This class represents the PrioritizedSweeping algorithm. More...

#include <AIToolbox/MDP/Algorithms/PrioritizedSweeping.hpp>

Public Member Functions
	PrioritizedSweeping (const M &m, double theta=0.5, unsigned n=50)
	Basic constructor. More...

void	stepUpdateQ (size_t s, size_t a)
	This function updates the PrioritizedSweeping internal update queue. More...

void	batchUpdateQ ()
	This function updates a QFunction based on simulated experience. More...

void	setQueueThreshold (double t)
	This function sets the theta parameter. More...

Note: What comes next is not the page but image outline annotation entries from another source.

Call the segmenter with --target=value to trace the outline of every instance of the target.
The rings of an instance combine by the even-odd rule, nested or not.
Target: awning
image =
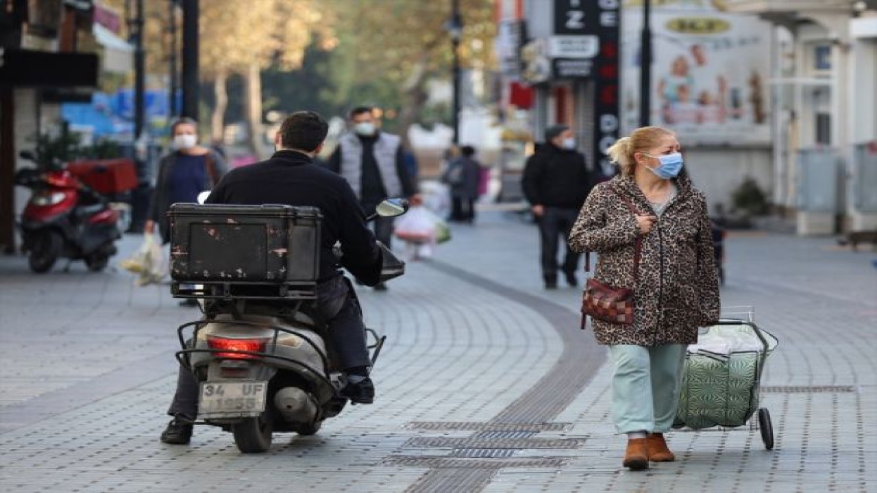
[[[0,85],[97,87],[97,55],[0,48]]]
[[[126,74],[133,69],[133,46],[96,22],[91,25],[91,32],[97,44],[103,46],[101,69],[117,74]]]

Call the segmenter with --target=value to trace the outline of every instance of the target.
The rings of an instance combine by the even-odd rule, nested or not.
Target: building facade
[[[774,25],[774,204],[801,234],[877,231],[877,2],[727,4]]]

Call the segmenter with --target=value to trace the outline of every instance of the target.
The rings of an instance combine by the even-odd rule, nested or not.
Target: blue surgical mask
[[[666,154],[662,156],[653,156],[652,154],[646,154],[645,153],[643,154],[650,158],[657,159],[660,163],[658,165],[658,168],[645,167],[649,171],[654,173],[659,178],[663,178],[664,180],[675,178],[679,175],[679,172],[682,170],[682,154],[680,153],[674,153],[672,154]]]
[[[360,122],[353,125],[353,132],[364,137],[374,135],[375,130],[374,124],[372,122]]]

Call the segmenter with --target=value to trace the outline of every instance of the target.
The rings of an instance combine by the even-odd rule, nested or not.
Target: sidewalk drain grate
[[[514,448],[458,448],[451,453],[451,457],[474,457],[477,459],[484,458],[504,458],[504,457],[514,457],[515,452],[517,452]]]
[[[529,439],[535,435],[537,432],[481,432],[477,438],[484,439]]]
[[[416,438],[405,442],[409,448],[459,448],[459,449],[559,449],[581,448],[584,439],[489,439],[478,438]]]
[[[563,432],[572,423],[494,423],[484,421],[411,421],[405,428],[413,430],[462,432]]]
[[[771,394],[850,394],[855,393],[852,385],[764,385],[762,392]]]
[[[568,457],[465,458],[424,455],[390,455],[381,461],[386,466],[406,466],[436,469],[501,469],[503,468],[561,468]]]

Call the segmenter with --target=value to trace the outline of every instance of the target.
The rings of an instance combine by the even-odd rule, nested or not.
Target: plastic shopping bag
[[[138,275],[136,280],[138,286],[160,282],[165,275],[164,254],[161,253],[161,246],[155,240],[155,236],[145,233],[140,247],[130,258],[120,261],[119,266],[128,272]]]
[[[414,206],[396,220],[394,234],[404,241],[431,242],[435,240],[435,218],[429,211],[423,206]]]

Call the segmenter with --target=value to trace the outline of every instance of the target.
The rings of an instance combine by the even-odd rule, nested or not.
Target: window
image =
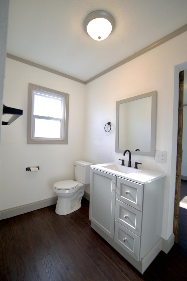
[[[69,95],[29,84],[27,143],[67,143]]]

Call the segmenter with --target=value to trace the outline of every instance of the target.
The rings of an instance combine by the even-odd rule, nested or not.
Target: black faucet
[[[126,150],[125,150],[123,153],[123,156],[125,156],[125,153],[127,151],[129,153],[129,163],[128,163],[128,167],[131,167],[131,152],[130,151],[130,150],[129,150],[128,149],[126,149]]]

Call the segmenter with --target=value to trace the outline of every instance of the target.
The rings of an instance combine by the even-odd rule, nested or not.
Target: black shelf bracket
[[[23,111],[21,109],[17,109],[17,108],[9,107],[3,104],[3,115],[4,114],[13,114],[8,122],[6,122],[3,121],[2,121],[3,125],[9,125],[17,118],[23,115]]]

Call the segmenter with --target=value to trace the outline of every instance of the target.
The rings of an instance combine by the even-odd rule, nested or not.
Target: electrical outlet
[[[156,150],[155,152],[155,161],[165,163],[166,162],[166,151],[159,151]]]

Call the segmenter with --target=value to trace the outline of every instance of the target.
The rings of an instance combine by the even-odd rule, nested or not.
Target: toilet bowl
[[[92,164],[81,160],[75,161],[77,180],[61,181],[54,184],[53,191],[58,197],[55,210],[58,215],[67,215],[81,207],[85,186],[90,182],[90,166]]]

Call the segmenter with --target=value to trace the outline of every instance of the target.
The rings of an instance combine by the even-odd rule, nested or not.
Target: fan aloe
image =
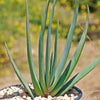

double	getQueueThreshold () const
	This function will return the currently set theta parameter. More...

void	setN (unsigned n)
	This function sets the number of sampling passes during batchUpdateQ(). More...

unsigned	getN () const
	This function returns the currently set number of sampling passes during batchUpdateQ(). More...

size_t	getQueueLength () const
	This function returns the current number of elements unprocessed in the queue. More...

const M &	getModel () const
	This function returns a reference to the referenced Model. More...

const QFunction &	getQFunction () const
	This function returns a reference to the internal QFunction. More...

void	setQFunction (const QFunction &q)
	This function allows you to set the value of the internal QFunction. More...

const ValueFunction &	getValueFunction () const
	This function returns a reference to the internal ValueFunction. More...

Detailed Description

template<IsModel M>
class AIToolbox::MDP::PrioritizedSweeping< M >

This class represents the PrioritizedSweeping algorithm.

This algorithm is a refinement of the DynaQ algorithm. Instead of randomly sampling experienced state action pairs to get more information, we order each pair based on an estimate of how much information we can still extract from them.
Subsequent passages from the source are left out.